Sometimes when not running XEN, I will get full stack dumps. Sometimes it loops
forever giving stack dumps. Sometimes it only display the stack overflow line.
Sometimes it displays nothing. This is from a serial console, so perhaps it is
too deep in the IRQ handler to keep the serial alive.
I have recompiled unchecking the 4K stacks, and this seems to help a lot.
Perhaps 4K stacks is a dangerous default.
(This is a mass-update to all current FC6 kernel bugs in NEW state)
I'm reviewing this bug list as part of the kernel bug triage project, an attempt
to isolate current bugs in the Fedora kernel.
I am CC'ing myself to this bug, however this version of Fedora is no longer
Please attempt to reproduce this bug with a current version of Fedora (presently
Fedora 8).
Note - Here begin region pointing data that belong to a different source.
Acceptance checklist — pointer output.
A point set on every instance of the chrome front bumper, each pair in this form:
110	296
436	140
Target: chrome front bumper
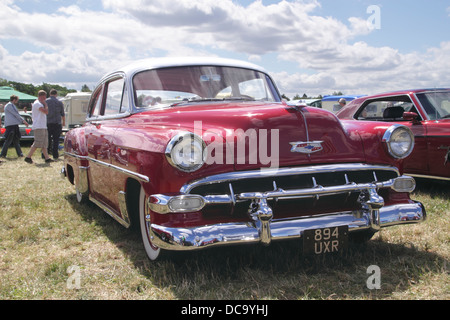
241	233
263	225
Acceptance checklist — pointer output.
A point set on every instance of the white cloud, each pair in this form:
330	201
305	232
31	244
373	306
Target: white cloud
75	45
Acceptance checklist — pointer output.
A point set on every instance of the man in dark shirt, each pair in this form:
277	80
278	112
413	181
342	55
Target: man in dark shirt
55	121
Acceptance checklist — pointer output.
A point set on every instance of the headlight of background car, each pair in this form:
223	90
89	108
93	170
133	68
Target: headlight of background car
185	151
399	140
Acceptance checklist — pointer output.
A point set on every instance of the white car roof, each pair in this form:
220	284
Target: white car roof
155	63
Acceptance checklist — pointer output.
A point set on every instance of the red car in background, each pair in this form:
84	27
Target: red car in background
203	152
426	112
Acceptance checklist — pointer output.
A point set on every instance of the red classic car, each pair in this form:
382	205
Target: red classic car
426	112
201	152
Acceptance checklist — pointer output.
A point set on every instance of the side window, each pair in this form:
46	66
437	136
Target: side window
387	109
114	97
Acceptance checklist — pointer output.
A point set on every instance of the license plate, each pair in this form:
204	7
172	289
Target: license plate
325	240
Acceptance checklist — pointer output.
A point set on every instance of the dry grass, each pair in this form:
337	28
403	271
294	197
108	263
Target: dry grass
44	231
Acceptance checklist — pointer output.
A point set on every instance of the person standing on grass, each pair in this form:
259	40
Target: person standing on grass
12	121
39	112
55	122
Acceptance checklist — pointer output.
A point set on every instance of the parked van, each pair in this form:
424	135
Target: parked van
331	103
75	107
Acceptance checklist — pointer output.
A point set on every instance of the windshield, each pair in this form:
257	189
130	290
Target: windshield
174	86
436	104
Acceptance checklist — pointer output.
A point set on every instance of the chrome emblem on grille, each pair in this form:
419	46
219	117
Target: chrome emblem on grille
306	147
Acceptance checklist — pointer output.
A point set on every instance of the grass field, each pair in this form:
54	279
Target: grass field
51	247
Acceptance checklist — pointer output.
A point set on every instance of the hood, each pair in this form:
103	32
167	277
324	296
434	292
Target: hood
253	135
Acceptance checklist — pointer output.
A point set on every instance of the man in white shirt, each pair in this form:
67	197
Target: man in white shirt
39	113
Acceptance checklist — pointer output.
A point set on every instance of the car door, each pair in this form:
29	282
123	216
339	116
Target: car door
435	106
99	132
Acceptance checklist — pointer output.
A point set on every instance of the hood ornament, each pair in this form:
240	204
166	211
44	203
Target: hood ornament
307	147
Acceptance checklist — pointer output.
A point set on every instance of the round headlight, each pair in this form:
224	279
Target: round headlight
185	152
399	140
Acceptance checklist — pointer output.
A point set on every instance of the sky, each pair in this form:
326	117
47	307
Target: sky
309	47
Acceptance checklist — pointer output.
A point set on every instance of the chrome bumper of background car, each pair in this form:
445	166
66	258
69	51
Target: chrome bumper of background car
251	232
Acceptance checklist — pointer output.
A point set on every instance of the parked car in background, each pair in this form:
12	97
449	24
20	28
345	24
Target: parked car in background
26	133
199	153
426	112
308	102
331	103
75	108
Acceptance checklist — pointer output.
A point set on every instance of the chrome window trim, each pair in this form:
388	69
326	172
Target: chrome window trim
235	176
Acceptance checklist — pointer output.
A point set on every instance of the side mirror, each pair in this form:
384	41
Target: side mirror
411	116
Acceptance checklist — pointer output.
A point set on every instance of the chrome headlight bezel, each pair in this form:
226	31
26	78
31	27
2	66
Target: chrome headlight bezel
189	143
399	141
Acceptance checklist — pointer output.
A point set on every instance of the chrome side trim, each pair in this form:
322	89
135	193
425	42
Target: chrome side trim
241	232
429	177
132	174
110	212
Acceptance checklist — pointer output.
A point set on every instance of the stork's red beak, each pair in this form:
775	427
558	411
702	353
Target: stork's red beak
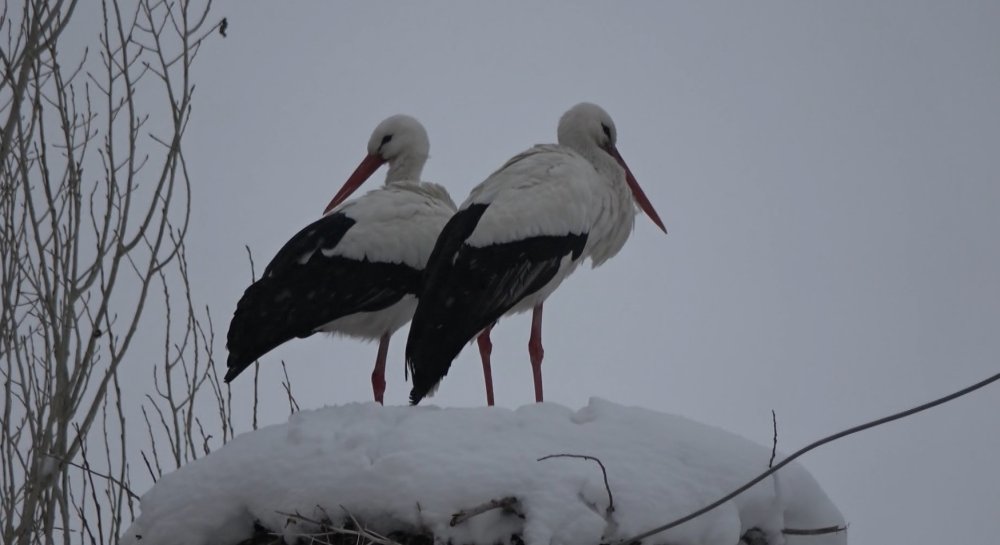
367	167
640	197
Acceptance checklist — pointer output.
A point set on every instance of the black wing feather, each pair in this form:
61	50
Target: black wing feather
467	289
302	289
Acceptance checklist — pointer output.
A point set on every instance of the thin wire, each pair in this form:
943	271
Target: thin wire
806	449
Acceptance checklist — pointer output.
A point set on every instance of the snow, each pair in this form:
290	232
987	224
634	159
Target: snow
409	468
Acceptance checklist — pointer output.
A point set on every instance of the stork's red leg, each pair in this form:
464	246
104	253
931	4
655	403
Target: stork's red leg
536	351
378	375
485	349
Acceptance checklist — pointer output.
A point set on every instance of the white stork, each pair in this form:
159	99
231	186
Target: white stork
355	271
518	235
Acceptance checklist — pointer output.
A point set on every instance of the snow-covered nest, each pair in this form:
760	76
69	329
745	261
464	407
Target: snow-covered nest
410	469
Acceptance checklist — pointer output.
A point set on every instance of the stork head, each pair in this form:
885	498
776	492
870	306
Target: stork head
402	142
588	129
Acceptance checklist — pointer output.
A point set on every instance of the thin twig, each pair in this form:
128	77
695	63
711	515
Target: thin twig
774	440
109	478
604	471
814	532
811	446
509	504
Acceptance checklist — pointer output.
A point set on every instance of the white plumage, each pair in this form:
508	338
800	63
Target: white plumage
520	233
355	271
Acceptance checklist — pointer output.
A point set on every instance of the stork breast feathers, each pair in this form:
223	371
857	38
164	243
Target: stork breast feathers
396	224
546	191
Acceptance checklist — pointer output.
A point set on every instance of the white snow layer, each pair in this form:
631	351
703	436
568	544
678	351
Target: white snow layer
410	468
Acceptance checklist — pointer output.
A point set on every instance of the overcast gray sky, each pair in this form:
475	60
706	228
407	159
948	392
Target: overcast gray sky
828	173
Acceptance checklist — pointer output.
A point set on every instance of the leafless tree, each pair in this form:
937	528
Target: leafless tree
94	208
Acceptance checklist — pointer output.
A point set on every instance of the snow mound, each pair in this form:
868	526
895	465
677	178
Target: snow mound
412	468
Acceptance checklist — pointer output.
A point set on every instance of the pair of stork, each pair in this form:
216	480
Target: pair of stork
369	265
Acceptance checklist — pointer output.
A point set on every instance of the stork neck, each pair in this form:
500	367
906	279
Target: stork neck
405	167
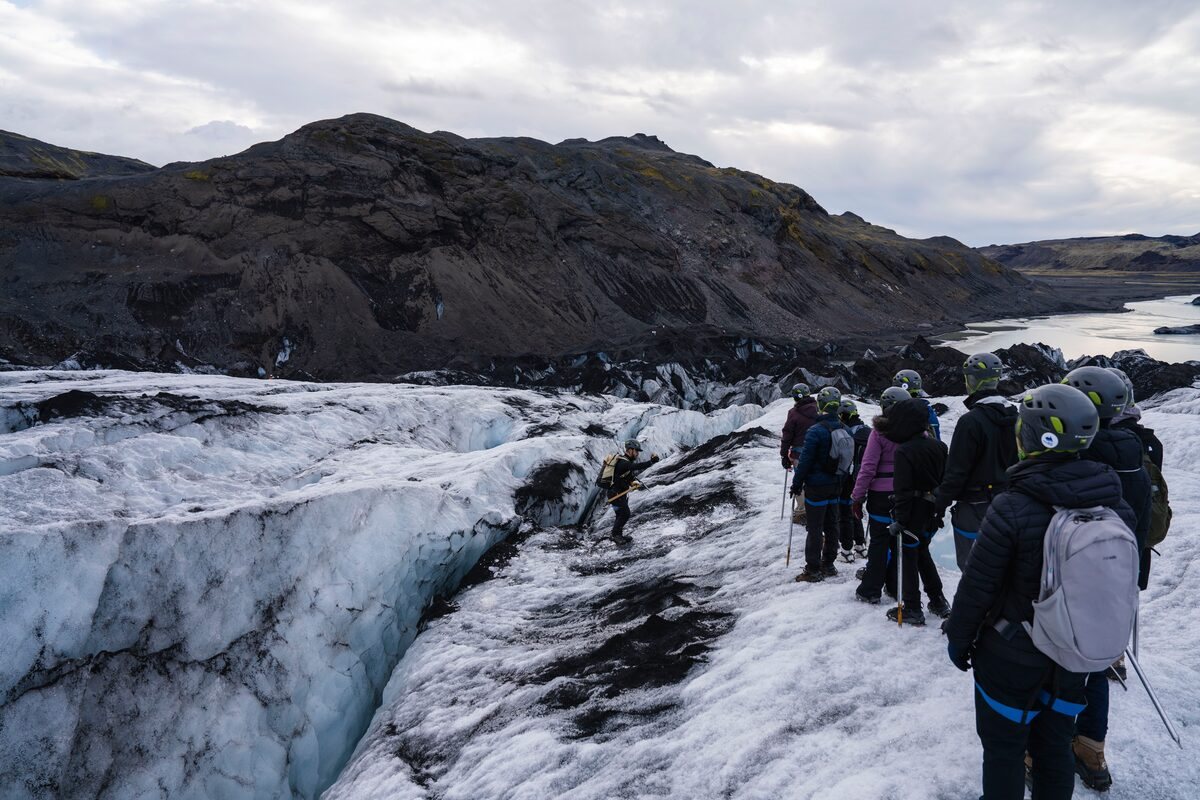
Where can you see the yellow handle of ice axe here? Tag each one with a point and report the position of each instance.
(633, 486)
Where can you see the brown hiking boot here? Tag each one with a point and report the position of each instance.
(1090, 763)
(799, 512)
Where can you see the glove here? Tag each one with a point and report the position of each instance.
(959, 657)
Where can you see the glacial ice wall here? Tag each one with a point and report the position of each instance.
(205, 583)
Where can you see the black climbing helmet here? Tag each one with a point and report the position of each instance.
(1103, 388)
(1125, 378)
(982, 371)
(892, 395)
(907, 380)
(829, 398)
(1055, 419)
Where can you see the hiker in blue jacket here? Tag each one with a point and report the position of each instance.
(821, 489)
(910, 382)
(1024, 701)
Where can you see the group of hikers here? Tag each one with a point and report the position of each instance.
(1069, 469)
(1013, 480)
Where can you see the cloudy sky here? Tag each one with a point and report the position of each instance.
(991, 122)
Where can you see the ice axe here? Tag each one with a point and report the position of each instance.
(1153, 698)
(783, 505)
(791, 529)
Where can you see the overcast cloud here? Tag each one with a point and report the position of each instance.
(991, 122)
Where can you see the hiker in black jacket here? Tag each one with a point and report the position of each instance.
(1025, 702)
(1131, 420)
(799, 419)
(919, 462)
(1121, 450)
(850, 527)
(820, 488)
(623, 474)
(982, 450)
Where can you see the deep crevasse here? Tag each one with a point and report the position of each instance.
(690, 665)
(205, 590)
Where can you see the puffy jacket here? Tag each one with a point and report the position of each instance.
(799, 419)
(919, 463)
(810, 467)
(935, 423)
(1122, 451)
(982, 450)
(879, 464)
(624, 471)
(1003, 572)
(1131, 420)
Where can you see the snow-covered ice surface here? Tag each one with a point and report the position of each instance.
(205, 582)
(689, 665)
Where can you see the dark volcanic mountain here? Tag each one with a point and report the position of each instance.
(360, 247)
(1128, 253)
(24, 157)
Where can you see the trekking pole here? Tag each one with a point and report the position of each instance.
(783, 506)
(791, 528)
(1135, 614)
(1153, 698)
(899, 576)
(1113, 672)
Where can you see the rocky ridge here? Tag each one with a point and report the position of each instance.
(363, 248)
(1127, 253)
(30, 158)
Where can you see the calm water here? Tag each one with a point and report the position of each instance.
(1078, 335)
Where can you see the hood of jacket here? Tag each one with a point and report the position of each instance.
(995, 408)
(904, 421)
(1069, 482)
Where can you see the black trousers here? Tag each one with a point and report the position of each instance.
(621, 507)
(1005, 689)
(822, 505)
(879, 510)
(850, 530)
(966, 518)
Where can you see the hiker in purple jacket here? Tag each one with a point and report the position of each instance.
(874, 488)
(799, 419)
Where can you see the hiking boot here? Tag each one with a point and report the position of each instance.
(939, 607)
(916, 618)
(1090, 763)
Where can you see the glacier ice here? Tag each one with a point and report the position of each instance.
(691, 666)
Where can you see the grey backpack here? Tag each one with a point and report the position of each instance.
(841, 452)
(1084, 614)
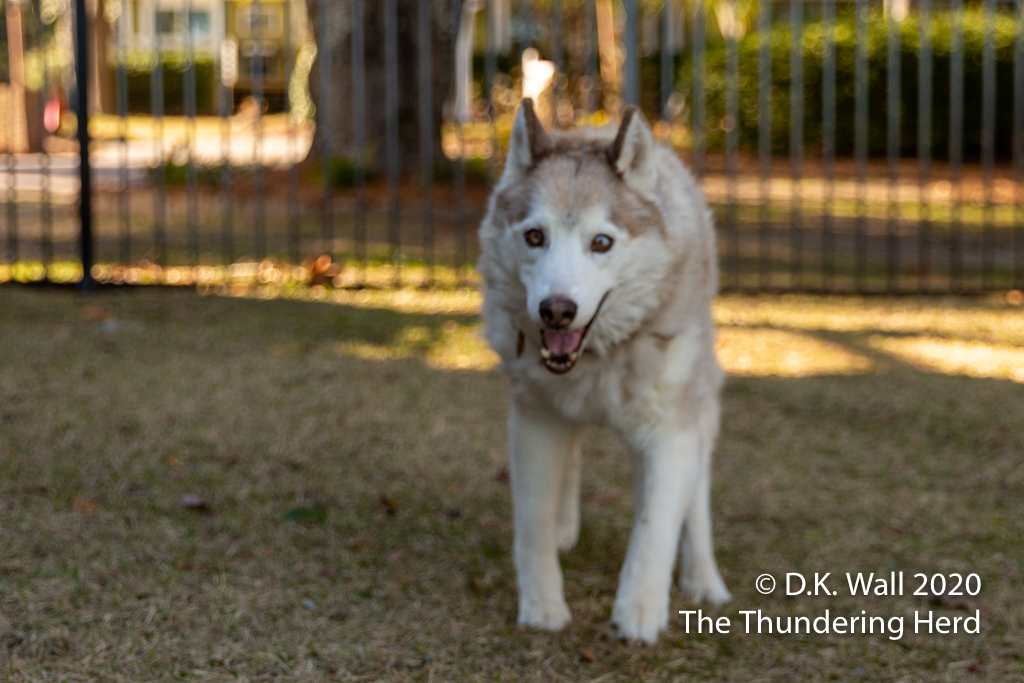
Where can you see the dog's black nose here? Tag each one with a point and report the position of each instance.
(558, 311)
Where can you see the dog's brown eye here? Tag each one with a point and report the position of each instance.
(535, 238)
(601, 244)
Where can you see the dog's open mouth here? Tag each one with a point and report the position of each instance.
(560, 349)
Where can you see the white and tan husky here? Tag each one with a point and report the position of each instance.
(598, 257)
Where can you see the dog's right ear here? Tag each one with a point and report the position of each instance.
(528, 143)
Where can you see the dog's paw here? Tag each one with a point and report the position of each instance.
(550, 615)
(638, 621)
(706, 589)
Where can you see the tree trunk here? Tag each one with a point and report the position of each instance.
(341, 141)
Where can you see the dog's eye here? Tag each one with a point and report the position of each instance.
(535, 238)
(601, 244)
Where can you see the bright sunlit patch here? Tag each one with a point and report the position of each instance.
(453, 346)
(994, 324)
(765, 352)
(413, 300)
(954, 356)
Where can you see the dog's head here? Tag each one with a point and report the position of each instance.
(574, 238)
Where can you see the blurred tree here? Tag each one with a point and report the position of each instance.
(340, 79)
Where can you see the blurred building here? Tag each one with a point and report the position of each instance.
(243, 39)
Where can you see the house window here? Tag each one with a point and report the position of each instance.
(199, 24)
(167, 23)
(268, 23)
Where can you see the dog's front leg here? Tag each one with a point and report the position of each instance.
(539, 447)
(668, 464)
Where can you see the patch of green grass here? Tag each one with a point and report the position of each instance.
(373, 421)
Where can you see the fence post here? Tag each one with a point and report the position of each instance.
(85, 200)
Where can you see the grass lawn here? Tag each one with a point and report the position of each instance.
(228, 488)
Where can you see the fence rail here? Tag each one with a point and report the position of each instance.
(846, 145)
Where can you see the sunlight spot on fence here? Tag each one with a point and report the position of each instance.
(955, 356)
(981, 319)
(765, 352)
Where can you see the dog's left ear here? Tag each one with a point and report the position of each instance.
(632, 153)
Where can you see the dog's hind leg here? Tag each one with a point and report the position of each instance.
(539, 446)
(568, 502)
(698, 577)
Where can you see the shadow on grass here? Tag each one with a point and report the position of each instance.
(249, 406)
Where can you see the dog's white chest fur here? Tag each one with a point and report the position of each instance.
(598, 262)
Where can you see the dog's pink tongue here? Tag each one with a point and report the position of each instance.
(562, 342)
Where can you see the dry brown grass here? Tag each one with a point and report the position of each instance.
(846, 446)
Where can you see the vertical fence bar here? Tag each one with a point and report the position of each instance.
(13, 18)
(228, 66)
(192, 190)
(294, 213)
(85, 176)
(632, 57)
(892, 146)
(359, 129)
(157, 108)
(956, 141)
(45, 201)
(557, 53)
(732, 146)
(668, 76)
(924, 142)
(860, 142)
(764, 137)
(987, 136)
(121, 92)
(828, 145)
(259, 196)
(796, 134)
(11, 241)
(462, 248)
(699, 100)
(391, 133)
(590, 54)
(426, 137)
(325, 124)
(489, 73)
(1018, 154)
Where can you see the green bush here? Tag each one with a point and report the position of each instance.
(139, 72)
(814, 44)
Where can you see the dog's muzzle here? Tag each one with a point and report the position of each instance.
(560, 349)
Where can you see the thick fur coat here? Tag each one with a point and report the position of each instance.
(599, 268)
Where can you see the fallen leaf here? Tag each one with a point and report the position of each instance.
(310, 515)
(82, 505)
(195, 503)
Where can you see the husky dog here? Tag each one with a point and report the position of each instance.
(599, 269)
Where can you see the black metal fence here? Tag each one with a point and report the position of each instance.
(846, 145)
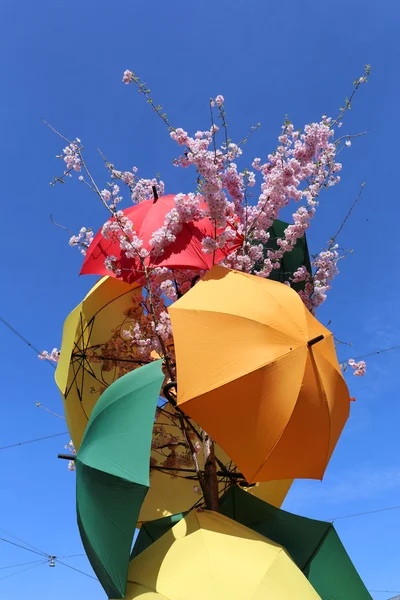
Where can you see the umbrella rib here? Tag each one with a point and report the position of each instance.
(277, 441)
(130, 291)
(257, 368)
(323, 393)
(252, 320)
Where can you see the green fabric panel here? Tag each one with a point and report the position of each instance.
(151, 531)
(300, 536)
(118, 436)
(313, 545)
(112, 472)
(332, 573)
(291, 261)
(107, 510)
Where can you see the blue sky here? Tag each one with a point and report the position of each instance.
(64, 62)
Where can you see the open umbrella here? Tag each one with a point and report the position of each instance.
(147, 217)
(260, 374)
(208, 556)
(314, 545)
(177, 491)
(112, 472)
(83, 370)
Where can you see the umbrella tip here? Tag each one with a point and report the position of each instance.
(319, 338)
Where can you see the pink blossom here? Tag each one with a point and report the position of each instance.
(82, 240)
(53, 356)
(359, 368)
(127, 77)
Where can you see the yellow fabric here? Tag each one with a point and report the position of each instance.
(80, 380)
(208, 556)
(247, 376)
(170, 495)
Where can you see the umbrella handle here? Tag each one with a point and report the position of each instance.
(166, 390)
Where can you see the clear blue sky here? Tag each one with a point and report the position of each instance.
(64, 61)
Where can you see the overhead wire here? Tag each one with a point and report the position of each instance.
(376, 352)
(46, 437)
(23, 541)
(31, 562)
(368, 512)
(24, 547)
(23, 570)
(23, 339)
(75, 569)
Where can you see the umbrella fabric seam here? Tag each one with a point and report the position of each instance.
(226, 382)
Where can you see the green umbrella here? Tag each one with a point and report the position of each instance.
(292, 260)
(152, 530)
(313, 545)
(112, 472)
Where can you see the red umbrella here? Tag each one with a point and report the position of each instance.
(148, 216)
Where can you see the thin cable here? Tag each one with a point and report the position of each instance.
(23, 339)
(22, 541)
(46, 437)
(31, 562)
(369, 512)
(74, 569)
(23, 570)
(376, 352)
(25, 548)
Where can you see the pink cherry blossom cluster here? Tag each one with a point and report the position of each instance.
(72, 157)
(71, 448)
(359, 368)
(82, 240)
(52, 356)
(140, 189)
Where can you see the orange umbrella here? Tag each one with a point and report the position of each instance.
(260, 374)
(176, 492)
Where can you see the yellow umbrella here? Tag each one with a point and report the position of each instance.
(260, 374)
(87, 365)
(169, 495)
(209, 556)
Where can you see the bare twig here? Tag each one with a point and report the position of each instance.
(333, 239)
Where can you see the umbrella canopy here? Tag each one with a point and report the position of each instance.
(290, 261)
(112, 472)
(207, 555)
(314, 545)
(83, 371)
(177, 491)
(147, 217)
(260, 374)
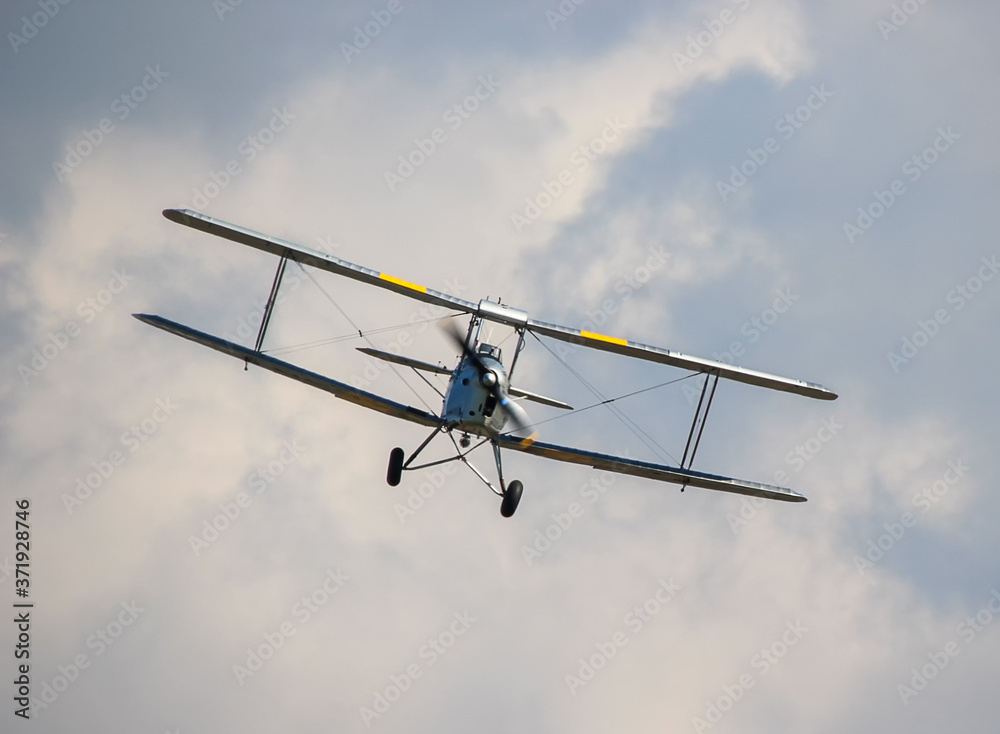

If the bug no longer exists, please close the bug or I'll do so in a
few days if there is no further information lodged.
Thanks for using Fedora!
Per the previous comment in this bug, I am closing it as INSUFFICIENT_DATA,
since no information has been lodged for over 30 days.
Please re-open this bug or file a new one if you can provide the requested data,
and thanks for filing the original report!